1st picture shows lowhead dam in Troy looking downstream from Water St side. The dam is where the root ball is hung up. The 2nd picture shows water spilling over the roadway at the entrance to Miami Shores and the 3rd picture looks upstream from behind the big white tanks at the water treatment plants.


----------



## Lowell H Turner (Feb 22, 2011)

EXCEPT in a literal "life or death" situation would NOT do it, and would realistically EXPECT to have the water flow wash almost any vehicle that didn`t have naked steel tracks off the road very quickly, likely into deeper water...


----------



## Mason52 (Aug 21, 2009)

Not sure when the law was enacted, but am pretty sure that you can't build a new house in a flood zone. The corp of engineers have FIRM maps that show areas that are in flood zones and what type/level of flood zone it is. In an area with existing house already built in a flood zone you can purchase flood insurance from the National Flood Insurance Program. It is pretty expensive. I'm sure there are areas that you just can't live in due to the prevalence of flooding in the area. I also believe that everywhere is in a flood zone of some sort, but most flood zones you don't (have to) have flood insurance for. I also think that most homeowner insurance doesn't cover any flooding that is considered an act of God. So if your pipes burst your probably OK, but if a sewer gets clogged and causes rain water to back up into your house you might just be stuck with the bill.


----------



## OrangeRay (Jul 16, 2011)

I found out that my crappy computer didn't edit the images the way I wanted so I fixed them.

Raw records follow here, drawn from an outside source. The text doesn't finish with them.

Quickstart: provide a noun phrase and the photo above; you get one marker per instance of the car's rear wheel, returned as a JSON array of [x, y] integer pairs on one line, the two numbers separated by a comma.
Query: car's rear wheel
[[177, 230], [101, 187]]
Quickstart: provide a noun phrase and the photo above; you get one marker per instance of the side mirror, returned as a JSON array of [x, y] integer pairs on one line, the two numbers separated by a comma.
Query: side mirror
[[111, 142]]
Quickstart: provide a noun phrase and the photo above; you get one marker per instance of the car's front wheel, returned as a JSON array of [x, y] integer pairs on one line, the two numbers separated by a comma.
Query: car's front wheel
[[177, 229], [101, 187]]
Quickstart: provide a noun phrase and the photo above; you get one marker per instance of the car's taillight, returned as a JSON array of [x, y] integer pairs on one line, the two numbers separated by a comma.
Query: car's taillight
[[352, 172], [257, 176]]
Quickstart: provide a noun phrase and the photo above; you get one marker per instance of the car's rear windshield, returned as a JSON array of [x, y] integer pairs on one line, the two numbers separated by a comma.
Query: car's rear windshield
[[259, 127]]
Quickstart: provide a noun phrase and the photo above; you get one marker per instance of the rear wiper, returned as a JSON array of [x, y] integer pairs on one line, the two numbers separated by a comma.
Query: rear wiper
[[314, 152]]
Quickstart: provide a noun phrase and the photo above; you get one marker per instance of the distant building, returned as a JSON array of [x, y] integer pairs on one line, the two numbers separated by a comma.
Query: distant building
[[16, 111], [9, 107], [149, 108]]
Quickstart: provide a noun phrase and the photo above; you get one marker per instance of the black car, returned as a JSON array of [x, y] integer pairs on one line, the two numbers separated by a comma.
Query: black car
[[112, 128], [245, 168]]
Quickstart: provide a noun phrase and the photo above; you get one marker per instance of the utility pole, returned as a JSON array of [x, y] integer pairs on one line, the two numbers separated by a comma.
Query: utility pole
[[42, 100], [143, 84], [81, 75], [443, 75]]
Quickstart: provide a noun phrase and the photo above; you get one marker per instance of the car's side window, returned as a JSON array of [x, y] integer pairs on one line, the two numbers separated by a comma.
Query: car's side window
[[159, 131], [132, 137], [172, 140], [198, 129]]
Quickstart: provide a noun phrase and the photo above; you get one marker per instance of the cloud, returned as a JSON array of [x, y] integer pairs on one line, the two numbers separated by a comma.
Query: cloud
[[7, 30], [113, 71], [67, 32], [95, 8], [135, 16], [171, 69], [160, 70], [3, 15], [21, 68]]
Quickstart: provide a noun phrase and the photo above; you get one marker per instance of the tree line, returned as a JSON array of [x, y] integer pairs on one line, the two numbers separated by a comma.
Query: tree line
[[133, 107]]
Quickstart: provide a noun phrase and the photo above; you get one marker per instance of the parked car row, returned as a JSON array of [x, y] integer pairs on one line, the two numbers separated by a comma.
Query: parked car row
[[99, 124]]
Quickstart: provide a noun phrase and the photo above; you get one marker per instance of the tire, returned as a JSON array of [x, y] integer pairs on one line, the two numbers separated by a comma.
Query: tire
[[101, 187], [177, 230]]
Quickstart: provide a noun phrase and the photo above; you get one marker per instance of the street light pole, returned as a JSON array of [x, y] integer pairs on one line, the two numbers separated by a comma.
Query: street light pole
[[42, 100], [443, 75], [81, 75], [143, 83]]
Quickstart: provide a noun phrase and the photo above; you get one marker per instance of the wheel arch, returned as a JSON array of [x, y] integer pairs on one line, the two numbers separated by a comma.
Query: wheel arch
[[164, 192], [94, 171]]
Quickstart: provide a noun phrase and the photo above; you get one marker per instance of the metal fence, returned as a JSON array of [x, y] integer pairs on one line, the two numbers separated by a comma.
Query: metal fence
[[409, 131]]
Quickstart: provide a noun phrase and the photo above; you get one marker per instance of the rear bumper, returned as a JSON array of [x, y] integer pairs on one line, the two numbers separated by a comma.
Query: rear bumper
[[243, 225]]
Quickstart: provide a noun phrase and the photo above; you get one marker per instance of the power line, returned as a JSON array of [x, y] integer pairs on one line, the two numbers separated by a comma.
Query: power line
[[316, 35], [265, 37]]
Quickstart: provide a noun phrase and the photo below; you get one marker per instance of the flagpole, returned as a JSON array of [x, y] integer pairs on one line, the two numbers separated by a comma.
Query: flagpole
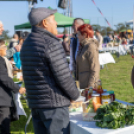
[[133, 24]]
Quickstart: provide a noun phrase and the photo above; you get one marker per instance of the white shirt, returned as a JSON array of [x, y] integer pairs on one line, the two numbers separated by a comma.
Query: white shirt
[[76, 52]]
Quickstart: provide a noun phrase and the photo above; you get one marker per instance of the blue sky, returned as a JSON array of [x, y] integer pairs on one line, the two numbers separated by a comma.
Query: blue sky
[[14, 13]]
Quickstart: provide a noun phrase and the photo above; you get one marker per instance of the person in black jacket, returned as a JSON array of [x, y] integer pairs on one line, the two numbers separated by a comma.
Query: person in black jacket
[[74, 46], [7, 86], [50, 86]]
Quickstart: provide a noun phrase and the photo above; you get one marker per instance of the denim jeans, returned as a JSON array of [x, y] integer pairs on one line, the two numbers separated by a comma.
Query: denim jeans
[[51, 121]]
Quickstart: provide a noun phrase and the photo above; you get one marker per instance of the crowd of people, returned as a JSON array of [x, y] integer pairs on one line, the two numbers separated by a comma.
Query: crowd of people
[[49, 79]]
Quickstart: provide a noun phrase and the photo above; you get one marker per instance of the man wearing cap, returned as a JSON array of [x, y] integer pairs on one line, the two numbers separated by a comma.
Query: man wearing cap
[[50, 87]]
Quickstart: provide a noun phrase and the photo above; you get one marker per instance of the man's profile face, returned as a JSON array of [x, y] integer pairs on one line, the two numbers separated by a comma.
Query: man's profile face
[[1, 28], [52, 25]]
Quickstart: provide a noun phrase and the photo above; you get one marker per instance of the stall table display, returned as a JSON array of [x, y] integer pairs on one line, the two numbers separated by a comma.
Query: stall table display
[[78, 126], [104, 58]]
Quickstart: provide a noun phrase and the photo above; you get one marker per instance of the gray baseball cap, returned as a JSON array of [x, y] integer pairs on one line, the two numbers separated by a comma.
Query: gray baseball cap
[[38, 14]]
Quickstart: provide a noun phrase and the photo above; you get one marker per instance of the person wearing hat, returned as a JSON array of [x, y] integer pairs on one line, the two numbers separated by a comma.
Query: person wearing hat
[[50, 86]]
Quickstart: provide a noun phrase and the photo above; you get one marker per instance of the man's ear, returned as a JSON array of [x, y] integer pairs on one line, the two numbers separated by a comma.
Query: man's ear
[[44, 23]]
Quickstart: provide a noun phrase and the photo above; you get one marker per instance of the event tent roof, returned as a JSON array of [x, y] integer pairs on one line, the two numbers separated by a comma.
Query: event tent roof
[[62, 21]]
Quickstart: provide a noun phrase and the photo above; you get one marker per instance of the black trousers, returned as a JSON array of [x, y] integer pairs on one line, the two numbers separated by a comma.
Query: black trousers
[[4, 120], [51, 121]]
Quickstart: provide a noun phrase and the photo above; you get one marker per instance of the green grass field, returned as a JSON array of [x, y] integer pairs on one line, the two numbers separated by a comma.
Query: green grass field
[[116, 78]]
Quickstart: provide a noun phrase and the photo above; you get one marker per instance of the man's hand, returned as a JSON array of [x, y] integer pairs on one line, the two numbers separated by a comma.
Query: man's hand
[[22, 90]]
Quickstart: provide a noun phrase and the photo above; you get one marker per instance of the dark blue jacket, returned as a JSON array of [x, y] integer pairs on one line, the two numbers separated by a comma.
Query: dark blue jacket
[[45, 70]]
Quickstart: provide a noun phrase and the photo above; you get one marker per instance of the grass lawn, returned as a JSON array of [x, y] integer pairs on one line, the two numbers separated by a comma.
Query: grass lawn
[[116, 78]]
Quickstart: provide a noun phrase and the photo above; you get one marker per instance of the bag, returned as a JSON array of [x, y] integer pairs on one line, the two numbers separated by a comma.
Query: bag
[[13, 110]]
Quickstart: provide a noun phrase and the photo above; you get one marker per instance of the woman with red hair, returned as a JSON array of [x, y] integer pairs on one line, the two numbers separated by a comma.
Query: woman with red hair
[[88, 67]]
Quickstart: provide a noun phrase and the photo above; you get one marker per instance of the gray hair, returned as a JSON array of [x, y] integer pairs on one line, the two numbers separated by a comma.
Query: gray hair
[[80, 21]]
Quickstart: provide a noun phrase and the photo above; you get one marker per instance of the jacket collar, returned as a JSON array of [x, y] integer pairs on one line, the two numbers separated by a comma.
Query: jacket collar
[[39, 29]]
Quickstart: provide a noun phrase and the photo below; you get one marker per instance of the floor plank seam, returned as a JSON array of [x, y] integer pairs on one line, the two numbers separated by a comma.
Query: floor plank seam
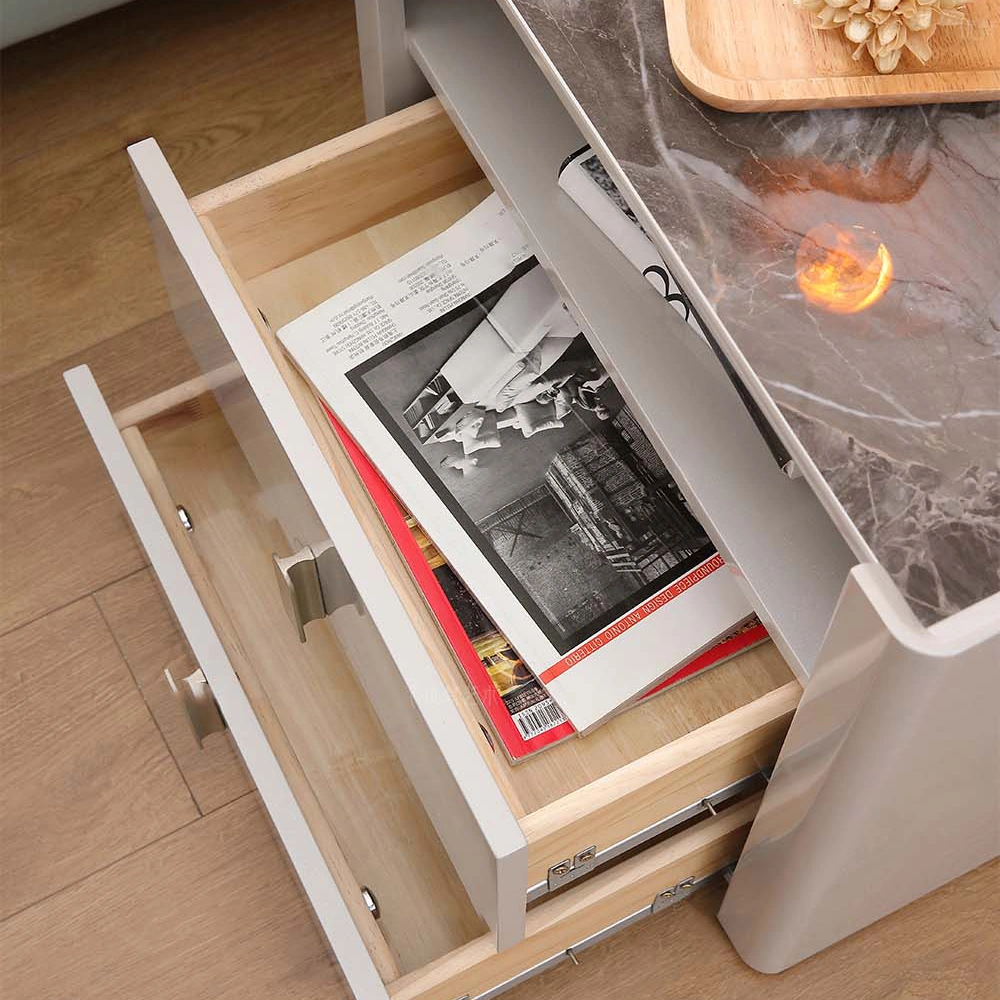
[[125, 857], [76, 600], [102, 868]]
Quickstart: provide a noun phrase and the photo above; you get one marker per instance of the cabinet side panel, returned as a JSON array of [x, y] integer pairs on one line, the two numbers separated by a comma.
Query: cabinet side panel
[[886, 787]]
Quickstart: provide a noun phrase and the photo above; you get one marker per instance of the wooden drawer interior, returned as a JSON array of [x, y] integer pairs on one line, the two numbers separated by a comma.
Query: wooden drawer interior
[[428, 943], [300, 230]]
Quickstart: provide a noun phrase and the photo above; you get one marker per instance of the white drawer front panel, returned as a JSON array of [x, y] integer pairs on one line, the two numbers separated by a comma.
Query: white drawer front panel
[[323, 892], [471, 816]]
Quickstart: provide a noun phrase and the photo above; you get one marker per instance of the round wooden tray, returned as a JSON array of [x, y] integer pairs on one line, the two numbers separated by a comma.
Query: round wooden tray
[[765, 55]]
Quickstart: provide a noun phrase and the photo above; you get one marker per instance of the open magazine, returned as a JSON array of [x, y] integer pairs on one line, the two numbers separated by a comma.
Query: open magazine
[[524, 717], [583, 177], [461, 373]]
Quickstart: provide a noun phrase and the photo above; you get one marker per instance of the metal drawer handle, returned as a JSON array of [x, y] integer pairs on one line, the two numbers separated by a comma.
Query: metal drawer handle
[[313, 584], [199, 704]]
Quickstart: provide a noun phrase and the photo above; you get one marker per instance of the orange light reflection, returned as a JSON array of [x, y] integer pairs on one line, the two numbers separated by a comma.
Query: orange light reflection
[[843, 270]]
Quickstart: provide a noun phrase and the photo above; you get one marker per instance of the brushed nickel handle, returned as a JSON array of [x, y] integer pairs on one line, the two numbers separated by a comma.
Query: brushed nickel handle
[[313, 583], [200, 707]]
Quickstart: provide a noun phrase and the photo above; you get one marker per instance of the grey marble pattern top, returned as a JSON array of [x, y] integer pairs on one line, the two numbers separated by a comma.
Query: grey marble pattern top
[[899, 404]]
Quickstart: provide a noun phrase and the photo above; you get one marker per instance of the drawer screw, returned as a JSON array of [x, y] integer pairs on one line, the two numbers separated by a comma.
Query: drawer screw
[[370, 901]]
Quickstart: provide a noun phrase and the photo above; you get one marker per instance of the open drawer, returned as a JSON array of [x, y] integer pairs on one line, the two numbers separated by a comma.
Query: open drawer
[[378, 748]]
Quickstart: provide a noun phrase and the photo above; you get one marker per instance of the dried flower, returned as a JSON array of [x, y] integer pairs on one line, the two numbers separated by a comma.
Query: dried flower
[[885, 27]]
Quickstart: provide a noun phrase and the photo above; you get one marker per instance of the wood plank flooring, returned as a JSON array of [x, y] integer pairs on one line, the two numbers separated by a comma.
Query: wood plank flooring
[[132, 863]]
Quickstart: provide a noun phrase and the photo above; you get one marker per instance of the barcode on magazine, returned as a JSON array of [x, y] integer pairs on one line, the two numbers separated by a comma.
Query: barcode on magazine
[[538, 719]]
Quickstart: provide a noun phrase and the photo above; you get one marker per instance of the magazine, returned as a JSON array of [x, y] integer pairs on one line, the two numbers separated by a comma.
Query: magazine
[[464, 376], [583, 177], [524, 717]]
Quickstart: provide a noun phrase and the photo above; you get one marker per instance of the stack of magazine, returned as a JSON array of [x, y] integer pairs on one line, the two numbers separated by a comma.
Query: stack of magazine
[[557, 553]]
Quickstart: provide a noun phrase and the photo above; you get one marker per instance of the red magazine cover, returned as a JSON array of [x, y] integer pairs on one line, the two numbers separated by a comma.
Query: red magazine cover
[[523, 714]]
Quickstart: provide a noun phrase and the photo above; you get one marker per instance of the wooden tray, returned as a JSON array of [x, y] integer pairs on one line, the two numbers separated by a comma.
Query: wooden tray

Computers are as useless as suckers.
They are still called "I left the lights on for you" or "at least the power is back on" and "don't park in front of the garage".
Why go to the river when it can come to YOU!!!


----------



## SConner (Mar 3, 2007)

OrangeRay said:


> I found out that my crappy computer didn't edit the images the way I wanted so I fixed them. Computers are as useless as suckers.
> They are still called "I left the lights on for you" or "at least the power is back on" and "don't park in front of the garage".
> Why go to the river when it can come to YOU!!!


2 pictures are of the house mentioned in my earlier post that sits right in the old river channel and floods fairly regularly. The other one is the cars that I could not understand why they did not move them up next to the road the evening before. Unless they just moved here and nobody told them, they have had a flooded garage before. Why leave 2 perfectly good vehicles down there to get trashed?


----------



## Britam05 (Jun 16, 2012)

This picture is from Greenville Creek







This was taken from Bears Mill
The second is from the bridge at Bears Mill








It Crested just shy of 10'



Posted using Outdoor Hub Campfire


----------



## Britam05 (Jun 16, 2012)

This is a shot of The Greenville Creek in the Greenville Park









Posted using Outdoor Hub Campfire


----------



## OrangeRay (Jul 16, 2011)

You would think that an old bass turd who began using personal computers in 1983 could post a picture the way he wants to. I'm gonna keep trying till I get this right.


----------



## bdawg (Apr 14, 2009)

You can still build in a FEMA designated floodplain in most areas of Ohio, unless local regulations are more strict. You only have to build up the ground around your house so the first floor is at least a foot above the 100-year flood elevation of the stream. You can even put in a basement below the flood elevation as long as you have a sump pump. You are allowed to under the regulations, but it's not a good idea! If a 500-year flood comes along, you're gonna get wet. If your sump pump goes out during a storm, your basement will be filled. I've seen a newer subdivision where the whole cul-de-sac and most of the street was underwater, but the houses were all above water after a 100-year flood. People couldn't get out of their house for 2 days, and some of them had flooded basements. 

People also don't realize that most small streams and creeks are so small, that they do not have FEMA designated flood plains on them. These areas do flood, but the drainage area is not larger enough for FEMA to be concerned about them. They call it "localized" flooding and there are few regulations that stop people from building there. If you are in that location, you're still screwed and are not eligible for flood insurance through FEMA.

Stay High and Dry!


----------